Madison rued the day she’d been lonely, imbibed too much wine, and spilled the deets about her weekend with the rugged cowboy. “As far as I know, he’s still single. But he didn’t want me then. He’s not going to want my trouble now.”
“Make it worth his while, girl. You two have unfinished business. If he’s not interested”—she shrugged—“he’s not. But I’m guessing he wouldn’t want you to die.”
Madison sighed. She didn’t want to gamble on Sadie being wrong…but she was out of options. “All right.”
“Good. Now go. I’ll miss you, girl.”
“I’ll miss you, too.” She gave Sadie a teary hug, fearing her life would never be the same again.
After a promise to stay in touch, Madison slipped out of the coffee shop. No one looked at her twice.
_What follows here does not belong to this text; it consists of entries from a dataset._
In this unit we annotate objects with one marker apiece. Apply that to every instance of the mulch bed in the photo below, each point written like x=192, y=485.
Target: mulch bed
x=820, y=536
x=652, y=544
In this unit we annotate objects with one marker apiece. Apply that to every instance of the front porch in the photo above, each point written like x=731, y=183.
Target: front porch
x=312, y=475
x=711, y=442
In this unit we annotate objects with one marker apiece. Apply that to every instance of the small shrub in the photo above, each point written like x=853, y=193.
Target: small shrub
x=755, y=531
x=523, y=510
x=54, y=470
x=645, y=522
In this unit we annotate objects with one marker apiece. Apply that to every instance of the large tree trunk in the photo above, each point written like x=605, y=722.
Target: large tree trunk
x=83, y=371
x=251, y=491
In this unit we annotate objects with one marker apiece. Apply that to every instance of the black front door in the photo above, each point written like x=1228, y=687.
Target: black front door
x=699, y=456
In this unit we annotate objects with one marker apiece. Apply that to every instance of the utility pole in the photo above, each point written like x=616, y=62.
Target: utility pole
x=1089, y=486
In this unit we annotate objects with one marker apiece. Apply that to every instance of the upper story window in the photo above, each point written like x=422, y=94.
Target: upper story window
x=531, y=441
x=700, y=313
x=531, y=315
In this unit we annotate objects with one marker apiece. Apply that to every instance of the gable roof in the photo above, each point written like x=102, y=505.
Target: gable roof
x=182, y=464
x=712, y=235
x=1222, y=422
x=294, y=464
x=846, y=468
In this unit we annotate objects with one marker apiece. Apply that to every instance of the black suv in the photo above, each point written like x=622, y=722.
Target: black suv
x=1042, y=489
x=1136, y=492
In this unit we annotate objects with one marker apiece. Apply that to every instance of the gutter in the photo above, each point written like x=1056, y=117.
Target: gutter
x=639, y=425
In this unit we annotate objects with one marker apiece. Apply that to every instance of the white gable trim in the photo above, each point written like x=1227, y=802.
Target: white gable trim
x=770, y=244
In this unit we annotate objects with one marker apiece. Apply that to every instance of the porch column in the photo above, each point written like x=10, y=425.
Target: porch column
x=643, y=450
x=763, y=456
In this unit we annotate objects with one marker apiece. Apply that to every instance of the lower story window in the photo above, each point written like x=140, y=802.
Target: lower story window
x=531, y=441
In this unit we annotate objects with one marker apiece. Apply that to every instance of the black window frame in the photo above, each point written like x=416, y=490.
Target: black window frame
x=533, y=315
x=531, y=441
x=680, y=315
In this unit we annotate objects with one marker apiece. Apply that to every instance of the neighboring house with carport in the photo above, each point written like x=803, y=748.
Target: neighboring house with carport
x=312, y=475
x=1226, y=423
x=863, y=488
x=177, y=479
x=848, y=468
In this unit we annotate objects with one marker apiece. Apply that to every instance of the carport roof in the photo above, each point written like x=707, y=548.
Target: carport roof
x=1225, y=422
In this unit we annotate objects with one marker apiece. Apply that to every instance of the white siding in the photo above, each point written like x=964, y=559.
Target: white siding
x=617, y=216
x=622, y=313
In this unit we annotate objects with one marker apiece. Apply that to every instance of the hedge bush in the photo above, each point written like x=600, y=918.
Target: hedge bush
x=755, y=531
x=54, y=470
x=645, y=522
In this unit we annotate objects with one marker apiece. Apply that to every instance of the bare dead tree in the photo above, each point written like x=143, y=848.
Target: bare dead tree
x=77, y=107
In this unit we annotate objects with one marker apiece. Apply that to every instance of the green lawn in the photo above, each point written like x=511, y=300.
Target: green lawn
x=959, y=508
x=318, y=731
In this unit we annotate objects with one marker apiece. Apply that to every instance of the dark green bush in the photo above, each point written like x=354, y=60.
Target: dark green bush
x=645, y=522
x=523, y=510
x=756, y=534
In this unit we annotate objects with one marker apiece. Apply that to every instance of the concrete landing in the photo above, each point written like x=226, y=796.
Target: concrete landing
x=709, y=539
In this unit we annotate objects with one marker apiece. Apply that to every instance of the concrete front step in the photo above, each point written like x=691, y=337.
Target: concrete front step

Nearly twenty-four sleepless hours later—after renting a cheap motel room long enough to dye her hair, using cash to purchase a last-minute train ticket to Atlanta, and then hopping a bus to Lafayette—she crept onto Matt’s property. Over the past two years, she’d stalked the heartbreaker on social media. He didn’t post often, but if he had moved, one of their mutual friends, probably Tessa Garrett or Laila Scott, would have mentioned it.
Finally, with her destination near, the Louisiana sky opened up and the hot summer rain poured down. She slinked toward Matt’s brightly lit porch, wondering if he was even home or out with someone beautiful and willing who wasn’t fighting for her life, when he suddenly appeared at the window, phone in one hand, beer in the other, staring into the night. He was bare from the waist up, and he looked more solid and powerful than ever. Her breath caught. Her heart flipped. A battalion of butterflies dive-bombed her stomach.
On trembling legs, she drifted to the window, getting a closer look at his rugged shoulders, hard chest, and the ribbed abs that disappeared into the waistband of his low-slung sweatpants.
God, she couldn’t even count how many times she’d touched herself and thought of him…
That isn’t why you’re here. Focus.
The time had come to ask for his help. The question was, would he protect her? Or would he merely break her heart again?